There were seven of them in the group that emerged from the public lobby below the Governor's Residence. They stood clustered together on the lava-like surface of the ring road which ran round the base of the southern endcap, looking across the open parkland, not quite sure where to go first. Very touristy, Greg thought, not that he was particularly concerned with stealth. But they did give the impression of a booked party. No need to draw unnecessary attention.
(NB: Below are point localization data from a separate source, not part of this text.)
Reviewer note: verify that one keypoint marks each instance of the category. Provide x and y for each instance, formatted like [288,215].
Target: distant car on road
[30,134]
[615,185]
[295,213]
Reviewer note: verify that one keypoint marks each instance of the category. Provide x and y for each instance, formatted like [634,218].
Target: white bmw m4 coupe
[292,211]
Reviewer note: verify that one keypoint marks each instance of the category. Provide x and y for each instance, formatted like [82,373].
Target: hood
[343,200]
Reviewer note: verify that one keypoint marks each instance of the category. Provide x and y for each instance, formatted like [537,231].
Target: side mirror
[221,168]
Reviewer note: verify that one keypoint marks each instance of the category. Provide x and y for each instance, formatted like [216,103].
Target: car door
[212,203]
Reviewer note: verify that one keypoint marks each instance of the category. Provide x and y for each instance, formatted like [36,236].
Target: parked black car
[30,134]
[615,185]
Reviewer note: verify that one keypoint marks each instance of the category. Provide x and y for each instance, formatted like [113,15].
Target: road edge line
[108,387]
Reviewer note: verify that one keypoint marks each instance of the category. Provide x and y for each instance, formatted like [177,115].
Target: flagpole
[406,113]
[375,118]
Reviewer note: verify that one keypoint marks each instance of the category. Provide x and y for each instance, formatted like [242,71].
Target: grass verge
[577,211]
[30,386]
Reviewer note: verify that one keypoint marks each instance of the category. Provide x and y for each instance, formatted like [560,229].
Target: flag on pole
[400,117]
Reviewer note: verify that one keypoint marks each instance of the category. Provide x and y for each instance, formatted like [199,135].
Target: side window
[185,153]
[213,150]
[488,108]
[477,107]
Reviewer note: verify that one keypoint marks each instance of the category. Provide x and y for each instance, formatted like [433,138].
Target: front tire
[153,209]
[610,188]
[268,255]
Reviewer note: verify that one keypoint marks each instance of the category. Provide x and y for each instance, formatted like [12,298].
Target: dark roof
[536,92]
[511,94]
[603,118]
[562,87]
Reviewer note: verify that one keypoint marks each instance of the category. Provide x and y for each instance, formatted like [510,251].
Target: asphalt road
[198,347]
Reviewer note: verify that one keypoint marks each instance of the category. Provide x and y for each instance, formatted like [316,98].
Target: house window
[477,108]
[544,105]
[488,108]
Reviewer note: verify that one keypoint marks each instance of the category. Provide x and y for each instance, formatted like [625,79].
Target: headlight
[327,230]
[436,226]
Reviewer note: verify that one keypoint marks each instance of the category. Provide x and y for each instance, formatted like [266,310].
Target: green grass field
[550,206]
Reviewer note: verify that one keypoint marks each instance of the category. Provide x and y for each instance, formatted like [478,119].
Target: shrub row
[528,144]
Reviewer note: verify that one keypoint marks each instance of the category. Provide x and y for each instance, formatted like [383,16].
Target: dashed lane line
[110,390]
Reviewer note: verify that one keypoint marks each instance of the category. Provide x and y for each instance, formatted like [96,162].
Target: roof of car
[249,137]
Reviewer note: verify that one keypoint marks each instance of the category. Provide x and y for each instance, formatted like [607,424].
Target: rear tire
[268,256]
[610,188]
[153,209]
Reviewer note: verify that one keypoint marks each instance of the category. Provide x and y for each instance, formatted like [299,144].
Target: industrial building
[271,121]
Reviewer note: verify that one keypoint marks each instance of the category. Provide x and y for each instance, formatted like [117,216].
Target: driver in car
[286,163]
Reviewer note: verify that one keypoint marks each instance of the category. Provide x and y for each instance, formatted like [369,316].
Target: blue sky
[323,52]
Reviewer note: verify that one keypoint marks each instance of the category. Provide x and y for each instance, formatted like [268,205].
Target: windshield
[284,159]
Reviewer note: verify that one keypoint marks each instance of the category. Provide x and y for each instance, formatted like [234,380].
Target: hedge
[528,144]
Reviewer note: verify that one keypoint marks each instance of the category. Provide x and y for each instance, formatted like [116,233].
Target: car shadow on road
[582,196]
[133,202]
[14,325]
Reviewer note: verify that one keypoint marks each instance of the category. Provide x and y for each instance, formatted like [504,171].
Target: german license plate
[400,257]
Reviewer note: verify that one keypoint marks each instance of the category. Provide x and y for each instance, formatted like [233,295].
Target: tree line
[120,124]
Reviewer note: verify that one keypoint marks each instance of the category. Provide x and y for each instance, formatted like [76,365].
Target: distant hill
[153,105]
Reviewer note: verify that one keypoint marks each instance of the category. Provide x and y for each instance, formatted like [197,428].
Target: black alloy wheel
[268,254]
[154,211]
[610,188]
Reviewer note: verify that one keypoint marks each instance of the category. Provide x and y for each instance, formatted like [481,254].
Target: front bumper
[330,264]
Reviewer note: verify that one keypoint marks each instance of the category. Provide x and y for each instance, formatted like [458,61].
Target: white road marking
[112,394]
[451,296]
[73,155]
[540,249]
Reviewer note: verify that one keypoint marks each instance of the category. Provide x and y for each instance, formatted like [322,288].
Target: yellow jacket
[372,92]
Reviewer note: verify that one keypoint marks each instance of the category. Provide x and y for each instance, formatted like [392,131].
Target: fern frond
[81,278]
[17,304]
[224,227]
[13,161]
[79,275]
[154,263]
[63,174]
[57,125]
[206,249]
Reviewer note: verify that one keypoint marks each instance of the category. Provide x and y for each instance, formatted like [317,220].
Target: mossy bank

Charlotte and Suzi were with him, of course; along with Rick and Melvyn; while a couple of the crash team, Teresa Farrow and Jim Sharman, completed the group. Lloyd McDonald had set up a dedicated mission office in the security centre, where he was reviewing reports from the police and his own personnel from inside the Cavern.

"Where we headed?" Suzi asked.

"Not sure. Lloyd will call us as soon as someone spots a Celestial Apostle." He sucked in some air, glancing round Hyde Cavern. A tiny secretion struck up a certain restlessness, but there was no call towards any particular part of the cylindrical landscape. "But in the mean time, we'll try the beach. The one where you met the priest, Charlotte."

Charlotte nodded. "All right."

Other pedestrians were glancing at her as they passed. Greg had to admit she looked sensational. Perhaps he ought to have asked her to wear something less conspicuous.

It isn't her clothes, he told himself, it's your hormones.

Rick had stuck close to her side on the way down from the Residence, making small talk, absolutely not looking at the top's scoop neck. The way she dealt with the attention was a frictionless wall of politeness, nothing that would encourage, nothing to take offence at. It was a neat trick. Poor old Rick.

He took his cybofax out of a jacket pocket, and pulled a map of New London's train network from the colony's memory core. There were stations every two hundred metres round the endcap. He started walking towards the nearest one.

"I've just heard from Sean Francis," Melvyn said. "Julia Evans is on her way up."

"When will she be here?"

"Three hours."

"What's the matter, doesn't she trust us?" Suzi grumbled.

"Give her a break," Greg said. It came out flatter than he intended. "She needs that atomic structuring technology. Once I confirmed the alien was here she didn't have many choices."

"Yeah," Suzi said. "This alien thing, knowing it's here somewhere, ain't helping calm me. Why doesn't it show itself?"

"It hasn't demonstrated any hostility," Rick said.

"Not yet," Suzi said knowingly. She patted the Browning in her shoulder holster.

Rick gave a despairing sigh.

The vine-roped balconies gave way to sheer rock cliff, and the road bowed out from the base. They walked over a gently curved mock-stone bridge across the neck of a lake. A waterfall emerged from a cleft in the rock a kilometre above; Greg had to tilt his head right back to see its apex. The crinkled rock behind it was thick with creepers and slimy algae. He tracked the ragged white plume as it curved sideways through the air, thundering into the lake twenty metres away. The air was full of a fine spray, leaving the side of the bridge permanently slicked.